Encouraging Results from HexAgon Study

Inhibrx Biosciences has reported promising results from their phase 2 trial, named HexAgon, which tests the efficacy of their OX40 agonist INBRX-106 alongside Merck’s Keytruda. The study focused on 68 participants with metastatic or unresectable recurrent head and neck squamous cell carcinoma (HNSCC) who had a high PD-L1 expression.

During an interim analysis, the objective response rate (ORR) for the combination therapy was 44%, a significant improvement compared to the 21.4% ORR seen in the Keytruda monotherapy group. The findings align with Merck’s previous phase 3 trial outcomes, where a similar patient demographic showed a 23.3% response rate to Keytruda.

Mark Lappe, Inhibrx’s CEO, emphasized the potential of the combination therapy, stating that not only were there more responders, but the responses were also notably robust. Among the responders, a majority exhibited over 50% tumor shrinkage, with three patients achieving complete responses, while no complete responses were recorded in the Keytruda-only cohort. This compelling data prompted Inhibrx to pursue further research and development.

Future Plans and Expansion

Looking ahead, Inhibrx plans to begin the phase 3 segment of the HexAgon study in the third quarter of this year. Additionally, the company is set to explore other indications, with a focus on non-small cell lung cancer (NSCLC) in perioperative settings, and intends to initiate trials for frontline metastatic NSCLC next year. Inhibrx is also considering combinations of INBRX-106 with other treatments, including vaccines and CAR-T therapies.

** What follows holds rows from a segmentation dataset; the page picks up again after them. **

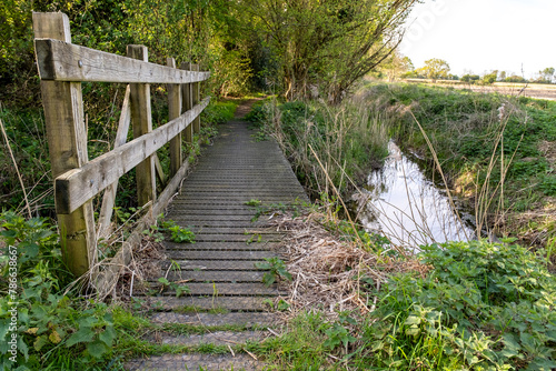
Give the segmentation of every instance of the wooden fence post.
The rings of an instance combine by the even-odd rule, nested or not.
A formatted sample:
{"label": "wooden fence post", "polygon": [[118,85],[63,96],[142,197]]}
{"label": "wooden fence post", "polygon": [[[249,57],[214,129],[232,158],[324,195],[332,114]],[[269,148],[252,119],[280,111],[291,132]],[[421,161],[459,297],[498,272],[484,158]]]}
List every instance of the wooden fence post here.
{"label": "wooden fence post", "polygon": [[[68,16],[33,13],[34,38],[71,42]],[[87,129],[80,82],[41,81],[44,122],[52,177],[88,161]],[[92,201],[70,214],[58,214],[63,260],[76,275],[86,273],[96,263],[97,241]]]}
{"label": "wooden fence post", "polygon": [[[128,57],[142,61],[149,60],[149,52],[145,46],[128,46]],[[131,83],[129,100],[131,103],[131,124],[133,138],[139,138],[152,131],[152,114],[150,108],[150,84]],[[155,156],[150,156],[136,168],[137,199],[139,207],[157,199],[157,183],[155,173]]]}
{"label": "wooden fence post", "polygon": [[[192,64],[191,66],[191,71],[197,71],[199,72],[199,64]],[[192,83],[192,106],[199,104],[199,97],[200,97],[200,83],[199,82],[193,82]],[[195,121],[192,122],[193,124],[193,133],[199,133],[201,131],[201,116],[199,114]]]}
{"label": "wooden fence post", "polygon": [[[191,63],[189,62],[183,62],[181,63],[181,69],[186,71],[191,70]],[[181,84],[181,96],[183,99],[183,107],[181,113],[189,111],[191,108],[193,108],[193,96],[192,96],[192,83],[183,83]],[[186,142],[192,143],[193,142],[193,124],[191,123],[189,127],[186,128]]]}
{"label": "wooden fence post", "polygon": [[[176,60],[168,58],[166,66],[176,68]],[[168,121],[178,118],[181,114],[181,89],[179,84],[168,84]],[[170,178],[178,173],[181,168],[181,133],[170,140]]]}

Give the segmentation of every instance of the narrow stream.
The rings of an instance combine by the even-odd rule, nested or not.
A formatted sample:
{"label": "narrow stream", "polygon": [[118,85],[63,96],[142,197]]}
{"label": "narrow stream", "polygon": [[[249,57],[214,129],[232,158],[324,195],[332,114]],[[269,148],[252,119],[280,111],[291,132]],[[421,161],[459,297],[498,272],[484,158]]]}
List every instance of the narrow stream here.
{"label": "narrow stream", "polygon": [[463,213],[458,218],[446,191],[427,179],[419,166],[391,141],[388,152],[384,168],[368,176],[363,194],[354,195],[365,229],[381,232],[394,244],[410,249],[471,239],[473,217]]}

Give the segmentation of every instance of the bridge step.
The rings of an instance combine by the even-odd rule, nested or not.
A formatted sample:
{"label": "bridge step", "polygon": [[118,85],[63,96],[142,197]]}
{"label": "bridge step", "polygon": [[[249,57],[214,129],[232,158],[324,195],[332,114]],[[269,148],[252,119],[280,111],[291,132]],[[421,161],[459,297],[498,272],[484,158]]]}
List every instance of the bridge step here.
{"label": "bridge step", "polygon": [[[278,317],[270,304],[287,292],[277,284],[262,283],[257,262],[280,257],[284,232],[271,228],[268,214],[252,220],[260,205],[308,202],[301,186],[275,141],[257,142],[245,122],[221,126],[221,136],[200,158],[183,181],[166,213],[167,220],[188,227],[196,243],[163,243],[168,259],[160,277],[172,282],[160,292],[157,279],[150,282],[153,297],[140,297],[156,312],[150,317],[163,330],[149,341],[189,350],[181,354],[131,360],[128,370],[262,370],[265,363],[245,352],[247,341],[264,341]],[[178,267],[179,265],[179,267]],[[187,293],[176,297],[176,287]],[[137,295],[137,294],[136,294]],[[171,333],[172,325],[197,327],[190,335]],[[222,331],[222,327],[242,331]],[[234,329],[235,330],[235,329]],[[206,344],[230,345],[234,354],[200,354]],[[207,349],[207,348],[202,348]],[[175,349],[176,351],[176,349]]]}

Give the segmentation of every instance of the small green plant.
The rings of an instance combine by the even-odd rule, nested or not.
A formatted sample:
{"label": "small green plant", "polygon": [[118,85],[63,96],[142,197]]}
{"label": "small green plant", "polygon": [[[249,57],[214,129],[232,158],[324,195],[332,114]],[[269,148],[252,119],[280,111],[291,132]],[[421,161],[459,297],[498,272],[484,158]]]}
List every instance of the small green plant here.
{"label": "small green plant", "polygon": [[[64,292],[72,278],[52,227],[6,212],[0,229],[0,255],[10,257],[0,260],[0,369],[58,369],[59,359],[83,369],[109,354],[116,339],[112,314],[103,303]],[[17,347],[9,345],[13,334]]]}
{"label": "small green plant", "polygon": [[256,200],[256,199],[250,199],[249,201],[245,202],[245,204],[248,207],[258,207],[261,203],[262,203],[262,201]]}
{"label": "small green plant", "polygon": [[170,232],[170,240],[172,242],[195,243],[195,233],[189,228],[177,225],[173,220],[161,222],[160,229]]}
{"label": "small green plant", "polygon": [[281,278],[286,281],[291,281],[291,274],[286,269],[286,264],[279,258],[266,258],[265,262],[257,262],[255,267],[257,269],[267,270],[265,274],[262,274],[262,282],[269,287],[276,282],[278,278]]}
{"label": "small green plant", "polygon": [[191,292],[191,290],[189,289],[188,285],[171,282],[165,277],[159,278],[158,282],[162,284],[161,292],[163,290],[167,290],[167,289],[173,290],[173,291],[176,291],[176,298],[179,298],[179,297],[183,295],[185,293]]}

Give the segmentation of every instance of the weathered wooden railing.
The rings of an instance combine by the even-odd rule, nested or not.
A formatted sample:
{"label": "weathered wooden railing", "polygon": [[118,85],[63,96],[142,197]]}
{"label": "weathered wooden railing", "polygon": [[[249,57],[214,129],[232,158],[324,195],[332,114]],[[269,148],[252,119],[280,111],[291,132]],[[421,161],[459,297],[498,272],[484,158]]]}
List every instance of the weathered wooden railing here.
{"label": "weathered wooden railing", "polygon": [[[69,19],[60,12],[33,13],[33,29],[63,257],[70,270],[81,275],[97,263],[97,241],[110,224],[121,176],[137,168],[138,202],[150,208],[151,215],[162,211],[178,188],[188,166],[182,160],[181,132],[192,142],[200,130],[199,114],[209,98],[199,101],[199,82],[208,79],[209,72],[199,72],[198,66],[190,63],[177,69],[172,58],[168,58],[168,66],[149,63],[143,46],[128,46],[128,57],[121,57],[72,44]],[[92,161],[87,153],[83,81],[129,83],[113,149]],[[150,83],[168,84],[170,121],[155,130]],[[130,122],[135,139],[126,143]],[[172,178],[157,197],[156,172],[161,168],[157,167],[156,151],[168,142]],[[102,190],[96,228],[91,200]],[[127,263],[127,250],[125,245],[112,267]]]}

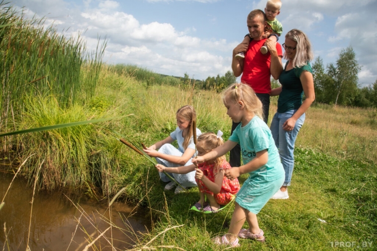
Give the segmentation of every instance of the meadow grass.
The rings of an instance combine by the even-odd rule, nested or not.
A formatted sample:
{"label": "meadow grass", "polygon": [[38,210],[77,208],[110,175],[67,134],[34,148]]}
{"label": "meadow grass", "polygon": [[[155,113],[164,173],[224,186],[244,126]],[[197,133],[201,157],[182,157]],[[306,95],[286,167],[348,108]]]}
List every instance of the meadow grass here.
{"label": "meadow grass", "polygon": [[[148,85],[118,74],[107,66],[102,67],[99,81],[96,94],[86,101],[83,99],[83,105],[77,104],[67,109],[59,106],[53,96],[30,98],[15,126],[21,129],[134,115],[98,125],[8,139],[7,144],[12,146],[17,142],[23,150],[18,152],[18,161],[38,154],[38,158],[31,156],[29,166],[25,164],[23,167],[34,168],[30,172],[31,180],[36,167],[46,159],[49,161],[43,163],[46,166],[41,174],[55,169],[51,173],[55,176],[46,176],[55,177],[48,181],[55,182],[54,187],[78,187],[78,190],[86,191],[85,194],[99,199],[123,189],[119,199],[146,208],[149,212],[146,217],[153,221],[150,232],[138,237],[136,249],[146,248],[147,244],[149,247],[156,247],[159,250],[177,247],[184,250],[223,249],[213,244],[211,238],[227,231],[234,205],[217,214],[189,211],[199,200],[197,188],[176,195],[172,191],[164,192],[164,183],[159,180],[154,167],[104,130],[110,128],[128,141],[149,146],[175,129],[178,108],[192,104],[197,112],[198,127],[203,132],[221,130],[226,140],[231,121],[221,94],[196,90],[193,86]],[[272,99],[270,118],[274,112],[275,101]],[[359,245],[371,242],[365,249],[375,249],[377,171],[372,145],[366,145],[370,148],[369,151],[350,146],[373,139],[364,137],[376,133],[374,112],[320,105],[310,108],[296,144],[290,198],[271,200],[258,214],[260,226],[267,238],[265,243],[241,240],[241,247],[238,249],[331,250],[339,241]],[[344,141],[340,137],[337,124],[349,136],[352,134],[352,140]],[[367,132],[365,135],[364,130]],[[337,145],[346,147],[337,148]],[[68,172],[69,176],[65,177]],[[28,177],[26,173],[23,174]],[[247,177],[244,175],[240,181],[242,183]],[[40,183],[41,187],[43,186]],[[175,227],[166,230],[173,226]]]}

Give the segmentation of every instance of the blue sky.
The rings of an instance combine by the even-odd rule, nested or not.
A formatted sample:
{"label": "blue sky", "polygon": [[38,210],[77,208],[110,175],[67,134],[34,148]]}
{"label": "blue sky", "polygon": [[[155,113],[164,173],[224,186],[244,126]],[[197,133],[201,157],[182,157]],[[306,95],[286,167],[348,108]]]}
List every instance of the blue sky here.
{"label": "blue sky", "polygon": [[[231,70],[232,51],[247,33],[246,17],[265,0],[16,0],[27,17],[46,18],[88,50],[107,38],[104,61],[205,79]],[[351,46],[361,66],[360,86],[377,79],[377,0],[282,0],[280,37],[303,31],[325,66]],[[367,17],[367,19],[365,18]],[[68,29],[69,28],[69,29]],[[68,29],[68,30],[67,30]]]}

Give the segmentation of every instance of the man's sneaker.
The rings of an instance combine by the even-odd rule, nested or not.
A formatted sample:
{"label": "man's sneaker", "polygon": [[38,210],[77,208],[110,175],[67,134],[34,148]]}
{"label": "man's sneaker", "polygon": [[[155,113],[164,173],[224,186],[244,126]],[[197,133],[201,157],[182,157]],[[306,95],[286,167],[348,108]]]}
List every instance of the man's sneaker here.
{"label": "man's sneaker", "polygon": [[288,196],[288,189],[287,189],[285,192],[281,192],[281,190],[279,189],[272,197],[271,199],[288,199],[290,196]]}
{"label": "man's sneaker", "polygon": [[262,54],[265,54],[268,52],[268,50],[267,49],[267,46],[265,45],[263,45],[260,48],[260,52],[261,52]]}
{"label": "man's sneaker", "polygon": [[178,194],[178,193],[181,193],[182,192],[184,192],[185,191],[185,189],[187,189],[187,187],[185,187],[184,186],[182,186],[183,188],[182,188],[180,186],[178,186],[176,188],[175,188],[175,191],[174,191],[174,193],[175,194]]}
{"label": "man's sneaker", "polygon": [[165,190],[171,190],[177,185],[177,183],[174,181],[170,181],[165,186]]}
{"label": "man's sneaker", "polygon": [[234,57],[236,58],[245,58],[245,53],[243,52],[239,52],[236,54],[236,56],[235,56]]}

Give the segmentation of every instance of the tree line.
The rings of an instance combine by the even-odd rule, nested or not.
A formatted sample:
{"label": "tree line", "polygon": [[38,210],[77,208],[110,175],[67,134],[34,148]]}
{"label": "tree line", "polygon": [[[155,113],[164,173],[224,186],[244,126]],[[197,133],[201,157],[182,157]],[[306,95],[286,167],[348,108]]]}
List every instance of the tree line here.
{"label": "tree line", "polygon": [[360,107],[377,107],[377,80],[360,88],[357,74],[361,67],[351,47],[341,50],[336,62],[326,68],[321,57],[312,65],[316,102]]}

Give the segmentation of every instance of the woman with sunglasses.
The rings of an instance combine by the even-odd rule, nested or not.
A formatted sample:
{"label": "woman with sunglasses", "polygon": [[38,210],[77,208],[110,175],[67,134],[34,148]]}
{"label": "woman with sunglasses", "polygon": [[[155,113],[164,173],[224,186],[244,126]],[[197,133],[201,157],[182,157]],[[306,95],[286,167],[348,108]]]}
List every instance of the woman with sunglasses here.
{"label": "woman with sunglasses", "polygon": [[[270,129],[284,170],[286,179],[273,199],[288,199],[295,160],[293,152],[297,135],[305,119],[305,112],[315,98],[312,67],[312,46],[302,31],[293,29],[286,35],[282,44],[284,57],[288,60],[279,77],[281,86],[272,90],[271,96],[279,95],[277,111]],[[273,49],[273,48],[272,48]],[[305,99],[303,101],[303,95]]]}

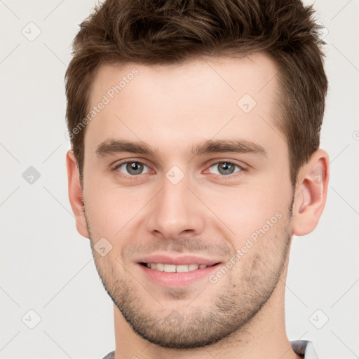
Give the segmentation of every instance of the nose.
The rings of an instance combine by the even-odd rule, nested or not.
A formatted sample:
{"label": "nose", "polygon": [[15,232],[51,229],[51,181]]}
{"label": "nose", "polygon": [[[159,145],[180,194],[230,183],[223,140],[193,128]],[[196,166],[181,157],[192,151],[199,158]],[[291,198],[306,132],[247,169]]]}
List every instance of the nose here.
{"label": "nose", "polygon": [[148,229],[155,236],[175,240],[199,236],[203,231],[205,213],[184,178],[173,184],[166,177],[162,189],[151,201],[147,215]]}

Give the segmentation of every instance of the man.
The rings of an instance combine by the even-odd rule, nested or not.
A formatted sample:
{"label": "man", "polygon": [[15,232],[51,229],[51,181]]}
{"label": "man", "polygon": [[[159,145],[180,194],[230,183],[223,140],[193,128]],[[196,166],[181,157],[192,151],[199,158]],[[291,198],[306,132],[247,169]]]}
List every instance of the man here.
{"label": "man", "polygon": [[67,72],[69,195],[114,304],[106,358],[317,358],[290,342],[327,79],[299,1],[107,0]]}

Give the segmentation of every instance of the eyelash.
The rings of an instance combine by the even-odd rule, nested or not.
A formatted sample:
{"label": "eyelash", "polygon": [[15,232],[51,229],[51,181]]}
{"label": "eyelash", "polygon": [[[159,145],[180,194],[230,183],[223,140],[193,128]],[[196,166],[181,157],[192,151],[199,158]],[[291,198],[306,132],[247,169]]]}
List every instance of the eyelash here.
{"label": "eyelash", "polygon": [[[150,167],[149,165],[147,165],[144,162],[142,162],[140,161],[135,161],[135,160],[133,160],[133,160],[126,160],[123,162],[120,162],[119,163],[117,163],[114,167],[112,170],[116,172],[116,175],[118,175],[121,178],[123,178],[123,177],[130,178],[130,180],[136,180],[138,177],[138,176],[141,176],[142,175],[146,175],[146,173],[140,173],[140,175],[126,175],[126,174],[121,172],[118,170],[118,168],[120,168],[122,165],[127,164],[127,163],[141,163],[150,169]],[[209,169],[211,167],[212,167],[214,165],[218,165],[219,163],[230,163],[231,165],[233,165],[236,167],[240,168],[240,170],[238,170],[238,171],[235,172],[234,173],[231,173],[230,175],[217,175],[217,174],[210,173],[210,174],[215,175],[216,176],[219,176],[219,177],[221,178],[222,180],[225,181],[227,180],[233,180],[233,178],[236,178],[239,176],[243,176],[248,171],[248,168],[246,168],[245,167],[244,167],[241,165],[239,165],[238,163],[236,163],[236,162],[234,162],[233,161],[226,160],[226,159],[217,161],[217,162],[211,163],[208,165],[208,169],[205,170],[205,171],[209,170]],[[151,169],[150,169],[150,170],[151,170]],[[150,171],[149,171],[149,172],[150,172]]]}

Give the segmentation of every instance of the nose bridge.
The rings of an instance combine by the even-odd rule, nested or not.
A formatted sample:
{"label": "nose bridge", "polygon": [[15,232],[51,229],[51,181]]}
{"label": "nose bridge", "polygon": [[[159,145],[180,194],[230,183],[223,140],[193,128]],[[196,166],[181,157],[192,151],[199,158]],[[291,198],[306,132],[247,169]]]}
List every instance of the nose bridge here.
{"label": "nose bridge", "polygon": [[162,181],[162,189],[152,201],[149,230],[161,232],[165,238],[176,238],[184,231],[199,233],[203,229],[204,217],[193,194],[187,188],[189,180],[184,176],[172,181],[168,171]]}

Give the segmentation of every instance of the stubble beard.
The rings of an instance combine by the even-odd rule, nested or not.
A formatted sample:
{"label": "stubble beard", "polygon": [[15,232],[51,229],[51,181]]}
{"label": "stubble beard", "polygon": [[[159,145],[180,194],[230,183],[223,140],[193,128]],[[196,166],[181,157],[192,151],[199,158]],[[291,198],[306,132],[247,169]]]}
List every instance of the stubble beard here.
{"label": "stubble beard", "polygon": [[[221,280],[226,280],[225,277],[229,276],[227,285],[208,297],[205,305],[203,304],[205,287],[199,295],[196,292],[198,298],[202,299],[201,305],[196,306],[197,299],[189,298],[188,302],[191,300],[193,302],[188,306],[184,306],[185,310],[176,306],[178,302],[176,302],[175,299],[176,295],[177,299],[182,299],[185,296],[185,291],[175,289],[167,291],[166,297],[173,297],[173,307],[165,308],[158,300],[156,309],[151,308],[145,299],[146,296],[149,297],[149,293],[140,292],[144,290],[130,274],[125,270],[122,273],[115,273],[114,269],[118,267],[119,264],[100,263],[101,259],[95,255],[87,217],[86,222],[96,268],[104,287],[132,329],[143,339],[163,348],[190,349],[213,344],[236,332],[243,330],[268,302],[278,283],[289,254],[292,238],[291,210],[292,207],[286,222],[282,225],[281,230],[277,231],[278,234],[270,238],[262,238],[272,243],[280,243],[277,245],[276,253],[268,253],[266,250],[256,252],[247,261],[245,267],[242,266],[242,272],[235,273],[234,266],[233,271],[229,271]],[[261,245],[261,243],[255,245]],[[272,255],[276,256],[274,264],[270,260],[268,262]],[[119,266],[122,268],[123,264]],[[135,287],[133,284],[137,285]],[[216,285],[209,281],[207,284],[208,286]],[[158,293],[151,294],[156,297]]]}

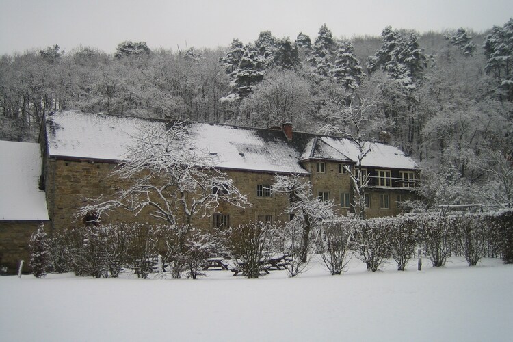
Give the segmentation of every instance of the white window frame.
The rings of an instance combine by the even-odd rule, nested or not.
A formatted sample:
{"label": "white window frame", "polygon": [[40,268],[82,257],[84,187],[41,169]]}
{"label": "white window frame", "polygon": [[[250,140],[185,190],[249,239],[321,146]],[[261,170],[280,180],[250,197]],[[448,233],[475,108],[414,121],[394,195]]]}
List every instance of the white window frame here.
{"label": "white window frame", "polygon": [[402,179],[403,187],[413,187],[415,186],[415,172],[413,171],[399,171]]}
{"label": "white window frame", "polygon": [[339,163],[339,174],[347,174],[347,170],[345,167],[349,168],[350,172],[351,172],[351,166],[347,164],[343,164],[342,163]]}
{"label": "white window frame", "polygon": [[256,216],[256,220],[265,223],[272,222],[272,215],[258,215]]}
{"label": "white window frame", "polygon": [[390,194],[380,194],[380,209],[390,209]]}
{"label": "white window frame", "polygon": [[326,163],[324,161],[316,161],[315,170],[318,173],[326,173]]}
{"label": "white window frame", "polygon": [[364,193],[363,198],[365,201],[365,208],[369,209],[371,207],[371,194]]}
{"label": "white window frame", "polygon": [[230,215],[215,213],[212,215],[212,228],[223,228],[230,226]]}
{"label": "white window frame", "polygon": [[390,170],[376,170],[378,186],[390,187],[392,186],[392,171]]}
{"label": "white window frame", "polygon": [[349,192],[340,193],[340,205],[345,209],[351,207],[351,194]]}
{"label": "white window frame", "polygon": [[330,200],[330,192],[319,191],[317,192],[317,194],[319,195],[319,198],[321,201],[328,202],[328,200]]}
{"label": "white window frame", "polygon": [[259,184],[256,185],[256,197],[263,198],[272,197],[272,189],[268,184]]}

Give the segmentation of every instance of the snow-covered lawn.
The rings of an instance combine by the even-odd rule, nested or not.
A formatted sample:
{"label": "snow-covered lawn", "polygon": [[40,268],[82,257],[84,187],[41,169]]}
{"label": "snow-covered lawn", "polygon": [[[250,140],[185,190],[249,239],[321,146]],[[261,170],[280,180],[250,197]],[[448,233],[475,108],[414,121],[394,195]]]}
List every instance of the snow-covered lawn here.
{"label": "snow-covered lawn", "polygon": [[192,280],[0,277],[0,340],[512,341],[513,266],[367,272],[353,259],[333,276],[317,262],[288,278],[208,271]]}

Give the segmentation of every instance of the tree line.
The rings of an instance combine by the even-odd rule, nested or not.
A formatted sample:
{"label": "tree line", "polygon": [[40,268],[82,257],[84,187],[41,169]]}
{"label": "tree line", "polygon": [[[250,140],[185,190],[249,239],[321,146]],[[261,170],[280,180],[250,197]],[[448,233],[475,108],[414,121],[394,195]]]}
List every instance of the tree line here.
{"label": "tree line", "polygon": [[0,57],[0,138],[35,141],[66,109],[382,140],[421,163],[427,205],[513,202],[513,21],[483,34],[385,27],[379,37],[261,32],[215,49],[114,55],[55,44]]}

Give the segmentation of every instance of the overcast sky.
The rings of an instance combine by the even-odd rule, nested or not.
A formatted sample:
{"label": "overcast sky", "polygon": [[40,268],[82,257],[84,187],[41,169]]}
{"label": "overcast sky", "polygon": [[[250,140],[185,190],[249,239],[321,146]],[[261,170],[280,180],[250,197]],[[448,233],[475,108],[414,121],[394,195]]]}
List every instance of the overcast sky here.
{"label": "overcast sky", "polygon": [[313,40],[324,23],[337,38],[378,36],[387,25],[479,32],[511,16],[513,0],[0,0],[0,54],[55,44],[111,53],[124,40],[215,47],[253,41],[265,30]]}

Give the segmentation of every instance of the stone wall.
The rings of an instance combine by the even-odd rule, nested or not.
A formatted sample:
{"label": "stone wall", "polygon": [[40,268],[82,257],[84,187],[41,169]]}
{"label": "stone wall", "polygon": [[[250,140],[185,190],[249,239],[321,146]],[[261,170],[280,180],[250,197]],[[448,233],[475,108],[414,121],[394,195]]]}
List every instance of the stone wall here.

The company’s strategy is rooted in the belief that OX40 agonists could be most effective in earlier-stage cancer patients whose immune systems are more active. Despite previous challenges faced by several major pharmaceutical companies, such as AstraZeneca and Bristol Myers Squibb, Inhibrx attributes the failures of earlier OX40 agonists to their bivalent designs, positioning their hexavalent variant as a solution.

Market Interest and Acquisitions

Recent developments indicate that Inhibrx’s success with INBRX-106 may attract acquisition interest from bigger players, including Merck. Reports suggest that Merck, along with other companies, may view Inhibrx’s pipeline as an advantageous addition to mitigate potential revenue declines from its existing products. Analysts have estimated that Inhibrx’s pipeline could hold a valuation of up to $9 billion, pointing to a lucrative investment opportunity depending on forthcoming clinical trial data.

BMO Capital Markets analysts highlighted that acquiring Inhibrx could serve as a strategic move for Merck to fortify its position against the rising threat of biosimilars that could affect the sales of Keytruda. Should INBRX-106 gain favor among physicians as a combination therapy, it could effectively help Merck maintain its leadership in the oncology market.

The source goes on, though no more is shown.